Des idées reçues encore tenaces
Pendant longtemps, les œufs ont eu mauvaise réputation. Leur teneur en cholestérol, concentrée surtout dans le jaune, a alimenté l'idée qu'ils augmentaient directement le taux de cholestérol sanguin. Beaucoup pensaient qu'il fallait limiter drastiquement leur consommation pour protéger son cœur.
Pourtant, la recherche scientifique a beaucoup évolué. De nombreuses études récentes montrent que le cholestérol alimentaire, consommé avec modération, n'a qu'un impact limité sur le cholestérol total dans le sang pour la majorité des gens en bonne santé. C'est la production du foie qui influence le plus notre taux.
Dans les faits, lorsque vous mangez plus de cholestérol, votre corps en produit souvent moins pour compenser. À l'inverse, une alimentation trop pauvre en cholestérol ne garantit pas toujours une meilleure santé cardiovasculaire. Tout est une question d'équilibre global.
Ce qui pèse davantage sur le « mauvais » cholestérol (LDL), ce sont surtout les graisses saturées et les acides gras trans. On les retrouve principalement dans les plats industriels transformés, certaines charcuteries, viennoiseries et produits frits.
À l'inverse, les œufs apportent des protéines de grande qualité, des vitamines A, D, E, B12, ainsi que des minéraux comme le sélénium. Intégrer les œufs dans une alimentation variée, c'est donc un choix judicieux pour remplacer des aliments trop riches en graisses saturées.
Les études actuelles confirment qu'un œuf par jour, voire plus pour certains profils actifs, ne pose aucun problème pour la plupart des adultes en bonne santé.
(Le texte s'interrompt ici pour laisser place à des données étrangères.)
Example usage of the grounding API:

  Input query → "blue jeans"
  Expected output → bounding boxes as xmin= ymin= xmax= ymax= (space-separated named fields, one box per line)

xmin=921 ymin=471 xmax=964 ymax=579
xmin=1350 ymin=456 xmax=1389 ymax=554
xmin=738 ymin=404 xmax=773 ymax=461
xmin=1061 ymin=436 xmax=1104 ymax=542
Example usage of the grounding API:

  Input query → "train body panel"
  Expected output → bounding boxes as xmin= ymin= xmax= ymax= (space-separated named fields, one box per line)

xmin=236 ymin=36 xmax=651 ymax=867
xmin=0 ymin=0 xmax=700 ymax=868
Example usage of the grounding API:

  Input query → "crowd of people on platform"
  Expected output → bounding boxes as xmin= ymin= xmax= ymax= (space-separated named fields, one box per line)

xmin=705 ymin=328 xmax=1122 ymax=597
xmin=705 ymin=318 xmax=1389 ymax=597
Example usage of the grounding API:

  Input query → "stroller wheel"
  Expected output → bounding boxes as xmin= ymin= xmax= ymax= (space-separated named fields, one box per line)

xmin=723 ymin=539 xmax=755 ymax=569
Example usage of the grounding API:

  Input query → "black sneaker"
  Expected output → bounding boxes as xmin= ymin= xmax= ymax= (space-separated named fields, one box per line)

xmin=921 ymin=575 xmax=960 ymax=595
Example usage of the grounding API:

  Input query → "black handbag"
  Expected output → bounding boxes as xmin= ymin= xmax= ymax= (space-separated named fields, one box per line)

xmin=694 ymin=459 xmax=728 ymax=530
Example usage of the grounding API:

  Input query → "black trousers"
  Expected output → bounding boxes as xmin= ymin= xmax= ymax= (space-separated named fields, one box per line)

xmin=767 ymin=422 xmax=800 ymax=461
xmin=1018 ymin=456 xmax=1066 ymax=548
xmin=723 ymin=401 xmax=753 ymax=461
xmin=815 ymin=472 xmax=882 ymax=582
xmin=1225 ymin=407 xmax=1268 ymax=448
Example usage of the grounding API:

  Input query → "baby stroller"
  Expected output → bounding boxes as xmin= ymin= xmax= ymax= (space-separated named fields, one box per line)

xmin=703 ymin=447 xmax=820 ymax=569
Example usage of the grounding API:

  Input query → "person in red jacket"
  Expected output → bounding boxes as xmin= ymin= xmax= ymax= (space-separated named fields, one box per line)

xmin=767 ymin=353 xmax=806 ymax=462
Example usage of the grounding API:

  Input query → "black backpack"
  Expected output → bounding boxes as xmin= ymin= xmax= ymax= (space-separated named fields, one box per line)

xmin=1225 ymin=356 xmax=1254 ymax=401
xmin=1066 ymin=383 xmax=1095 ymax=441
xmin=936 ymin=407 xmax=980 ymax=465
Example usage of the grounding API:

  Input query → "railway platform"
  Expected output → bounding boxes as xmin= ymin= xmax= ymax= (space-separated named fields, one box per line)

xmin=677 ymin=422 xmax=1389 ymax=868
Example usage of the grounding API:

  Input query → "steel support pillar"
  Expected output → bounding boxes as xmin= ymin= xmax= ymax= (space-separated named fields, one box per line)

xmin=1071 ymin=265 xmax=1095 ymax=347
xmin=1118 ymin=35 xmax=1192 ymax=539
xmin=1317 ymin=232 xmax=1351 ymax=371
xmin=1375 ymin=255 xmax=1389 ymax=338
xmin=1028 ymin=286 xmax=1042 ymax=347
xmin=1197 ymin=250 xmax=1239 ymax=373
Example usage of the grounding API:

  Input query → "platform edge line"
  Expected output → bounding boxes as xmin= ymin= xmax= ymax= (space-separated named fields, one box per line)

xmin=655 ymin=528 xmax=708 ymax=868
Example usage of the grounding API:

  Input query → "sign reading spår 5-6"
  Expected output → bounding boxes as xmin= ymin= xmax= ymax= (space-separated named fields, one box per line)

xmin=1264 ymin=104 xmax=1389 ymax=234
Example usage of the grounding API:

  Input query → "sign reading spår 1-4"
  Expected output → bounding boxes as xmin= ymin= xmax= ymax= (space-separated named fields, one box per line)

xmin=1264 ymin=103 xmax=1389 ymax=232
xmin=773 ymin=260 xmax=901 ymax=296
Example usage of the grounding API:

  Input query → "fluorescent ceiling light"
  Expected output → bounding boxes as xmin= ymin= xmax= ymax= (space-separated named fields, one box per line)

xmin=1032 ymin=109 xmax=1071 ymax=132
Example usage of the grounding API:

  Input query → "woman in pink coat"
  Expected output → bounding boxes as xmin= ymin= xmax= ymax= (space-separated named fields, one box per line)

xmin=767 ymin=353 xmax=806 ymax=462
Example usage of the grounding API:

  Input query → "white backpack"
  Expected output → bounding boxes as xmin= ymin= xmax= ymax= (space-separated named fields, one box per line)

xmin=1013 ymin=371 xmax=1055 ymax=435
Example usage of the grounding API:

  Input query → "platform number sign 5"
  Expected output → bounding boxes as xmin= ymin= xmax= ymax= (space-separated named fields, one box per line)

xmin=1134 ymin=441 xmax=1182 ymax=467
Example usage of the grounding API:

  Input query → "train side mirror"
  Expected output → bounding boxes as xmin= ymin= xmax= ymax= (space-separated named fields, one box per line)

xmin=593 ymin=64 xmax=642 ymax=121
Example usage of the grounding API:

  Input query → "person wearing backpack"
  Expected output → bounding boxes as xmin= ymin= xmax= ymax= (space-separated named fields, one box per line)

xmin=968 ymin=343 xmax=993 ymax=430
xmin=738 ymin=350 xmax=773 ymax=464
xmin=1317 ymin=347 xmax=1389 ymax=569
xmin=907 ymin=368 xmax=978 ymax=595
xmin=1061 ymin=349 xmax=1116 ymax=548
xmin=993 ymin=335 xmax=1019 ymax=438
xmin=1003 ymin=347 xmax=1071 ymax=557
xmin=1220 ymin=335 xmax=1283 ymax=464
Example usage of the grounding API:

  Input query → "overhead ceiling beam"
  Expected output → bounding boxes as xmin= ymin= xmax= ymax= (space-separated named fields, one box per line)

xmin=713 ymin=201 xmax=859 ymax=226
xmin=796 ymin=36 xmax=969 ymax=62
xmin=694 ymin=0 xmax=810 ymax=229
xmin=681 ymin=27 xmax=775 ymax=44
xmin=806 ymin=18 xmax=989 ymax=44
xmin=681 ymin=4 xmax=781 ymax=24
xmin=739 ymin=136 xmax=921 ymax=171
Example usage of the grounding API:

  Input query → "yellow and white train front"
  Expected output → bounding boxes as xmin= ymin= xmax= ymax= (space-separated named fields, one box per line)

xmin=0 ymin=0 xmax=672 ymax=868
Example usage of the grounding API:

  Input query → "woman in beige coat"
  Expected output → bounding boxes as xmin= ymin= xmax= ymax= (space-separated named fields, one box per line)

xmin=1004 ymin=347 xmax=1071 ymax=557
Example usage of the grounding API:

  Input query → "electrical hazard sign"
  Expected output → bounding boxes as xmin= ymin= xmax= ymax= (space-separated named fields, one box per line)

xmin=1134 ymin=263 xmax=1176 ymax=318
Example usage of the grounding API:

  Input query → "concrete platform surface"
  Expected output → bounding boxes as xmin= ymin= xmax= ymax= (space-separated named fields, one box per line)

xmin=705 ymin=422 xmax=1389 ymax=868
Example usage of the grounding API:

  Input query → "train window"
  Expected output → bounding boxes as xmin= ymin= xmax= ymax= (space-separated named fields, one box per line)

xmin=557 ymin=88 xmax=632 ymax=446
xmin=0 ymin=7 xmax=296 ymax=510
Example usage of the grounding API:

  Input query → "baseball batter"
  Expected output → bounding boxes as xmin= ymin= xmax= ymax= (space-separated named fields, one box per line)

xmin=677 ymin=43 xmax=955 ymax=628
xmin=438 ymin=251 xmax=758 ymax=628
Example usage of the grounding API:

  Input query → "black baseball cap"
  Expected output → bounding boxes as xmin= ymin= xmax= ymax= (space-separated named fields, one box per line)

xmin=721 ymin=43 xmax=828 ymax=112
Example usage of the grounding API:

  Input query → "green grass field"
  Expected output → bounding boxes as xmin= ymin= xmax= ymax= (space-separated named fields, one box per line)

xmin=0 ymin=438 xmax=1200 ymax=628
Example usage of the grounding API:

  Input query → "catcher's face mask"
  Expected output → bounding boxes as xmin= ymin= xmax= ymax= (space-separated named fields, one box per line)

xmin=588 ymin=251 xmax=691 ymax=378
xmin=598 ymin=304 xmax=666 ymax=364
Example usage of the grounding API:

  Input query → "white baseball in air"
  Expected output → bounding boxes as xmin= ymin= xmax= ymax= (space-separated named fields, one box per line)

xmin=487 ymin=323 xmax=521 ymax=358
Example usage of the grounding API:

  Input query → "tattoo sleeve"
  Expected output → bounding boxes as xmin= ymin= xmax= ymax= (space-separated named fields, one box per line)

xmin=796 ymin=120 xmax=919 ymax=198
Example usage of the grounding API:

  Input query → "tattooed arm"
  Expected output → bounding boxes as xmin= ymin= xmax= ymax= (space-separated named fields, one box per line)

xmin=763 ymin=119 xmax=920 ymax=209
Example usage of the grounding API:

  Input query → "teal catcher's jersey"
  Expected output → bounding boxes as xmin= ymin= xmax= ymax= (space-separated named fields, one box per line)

Ce sont surtout les personnes présentant une hypercholestérolémie familiale ou des facteurs de risque spécifiques qui doivent adapter leur consommation.
Les médecins et nutritionnistes insistent aujourd'hui sur le fait qu'aucun aliment ne doit être diabolisé isolément. Les œufs, consommés intelligemment, peuvent tout à fait faire partie d'un régime équilibré et contribuer à une bonne santé générale.
Retenir cela permet de dépasser les clichés : mieux vaut se concentrer sur une alimentation variée, riche en fibres, en légumes et en bons acides gras, et conserver les œufs comme un atout plutôt qu'un ennemi.